В вагоне Грифцов присмотрелся к солдатам конвойной команды и с одним из них заговорил. Был солдат молод, безус, чист лицом и чист глазами. Стояли у окошка. На окошке решетка, за решеткой свобода.
— Крестьянин?
— Крестьянин.
— В достатке жил?..
Так началась беседа. Продолжалась она урывками днем, часами — по ночам.
—
— Так оно и есть, Карташов.
Карташов обещал устроить побег. Удастся или нет? Слишком было бы уж блистательно: бежать с дороги!
Дубинский поверил в успех всей душой. Его близорукие глаза смотрели сквозь очки почти весело. Конечно же убежим! Вы знаете, Карташов мне к тому же земляк!
Пилку Грифцов получил в передаче во время процесса от Тани Логуновой. (Приехала! Сидела среди зрителей в зале бледная, осунувшаяся! Что поделать, Танюша, нелегка наша жизнь, зато достойна!) В предутренние часы, когда все в вагоне спали особенно крепко, Грифцов и Дубинский перепиливали свои кандалы.
На участке пути, где крутой подъем и где поезд не идет, а ползет, двери вагона откроются… И тихо, спокойно…
— На насыпь… а с насыпи…
— Удастся, Дубинский?
Дубинский поправляет очки:
— Убежден!
Долго трудились над кандалами, наконец распилили, оставили только железные ниточки, которые можно переломить ничтожным усилием.
И все-таки побег не удался. За несколько перегонов до условленного места из соседнего вагона сбежало десять уголовников.
Бежали днем, но заметили, поднялась стрельба, поезд остановился. Тайга подходила вплотную к железнодорожному полотну, охрана бросилась в тайгу, снова стреляли… Из десяти поймали одного!
Медленно двинулся поезд, нехотя набирая скорость, точно приглашая бежать остальных.

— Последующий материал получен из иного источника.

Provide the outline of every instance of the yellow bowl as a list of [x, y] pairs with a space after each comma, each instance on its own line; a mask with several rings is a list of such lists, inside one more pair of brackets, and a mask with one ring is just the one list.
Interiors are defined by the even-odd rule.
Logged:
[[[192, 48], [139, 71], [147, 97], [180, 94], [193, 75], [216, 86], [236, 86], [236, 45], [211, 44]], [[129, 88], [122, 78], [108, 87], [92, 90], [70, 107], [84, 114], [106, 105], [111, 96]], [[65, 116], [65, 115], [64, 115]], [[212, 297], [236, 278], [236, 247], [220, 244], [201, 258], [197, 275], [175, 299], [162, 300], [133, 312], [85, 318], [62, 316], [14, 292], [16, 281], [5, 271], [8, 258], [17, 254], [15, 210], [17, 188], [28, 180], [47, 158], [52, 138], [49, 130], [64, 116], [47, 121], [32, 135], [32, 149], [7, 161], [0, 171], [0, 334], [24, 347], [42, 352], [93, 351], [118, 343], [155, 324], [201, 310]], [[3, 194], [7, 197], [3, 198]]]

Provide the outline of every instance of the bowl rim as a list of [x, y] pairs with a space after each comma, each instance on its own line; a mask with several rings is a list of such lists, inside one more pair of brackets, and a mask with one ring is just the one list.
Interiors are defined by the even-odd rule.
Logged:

На соседней станции усилили конвой, а еще через станцию и вовсе сменили.
Обыск!
У Грифцова и Дубинского — распиленные кандалы. От страшного удара в голову Грифцов упал. Поднимаясь, он видел разъяренные глаза и кулак, готовившийся нанести второй удар. К счастью, второго удара не последовало. Дубинский был жестоко избит: особенную ненависть вызвали его очки, их сбили, надели, опять сбили. И так до тех пор, пока не превратили лицо в кровавый кусок мяса. Из кармана извлекли листок бумаги — начатое письмо; разорвали в клочья, огрызок карандаша выбросили за окно.
Снова заковали.
Вот что получилось из первой попытки бежать, которая казалась так легко осуществимой.
Камеры в тюрьме были такими, какими и представлял их себе Грифцов: предназначенными для уничтожения, а не для существования.
В камере он был четвертым. Встретили его настороженно. Бог знает, кто ты таков. Люди здесь живут давно, сжились… У каждого свои привычки…
Люди на каторге различались не столько по мировоззрению, сколько темпераментами. О разногласиях среди социал-демократов и о борьбе социал-демократов с другими партиями были осведомлены очень неопределенно. И не эти разногласия и расхождения были главной темой бесед и споров, а повседневный быт каторги. Это было время, когда политических не гоняли в рудники, и общее мнение было таково, что безделье, пожалуй, новый вид мучительства.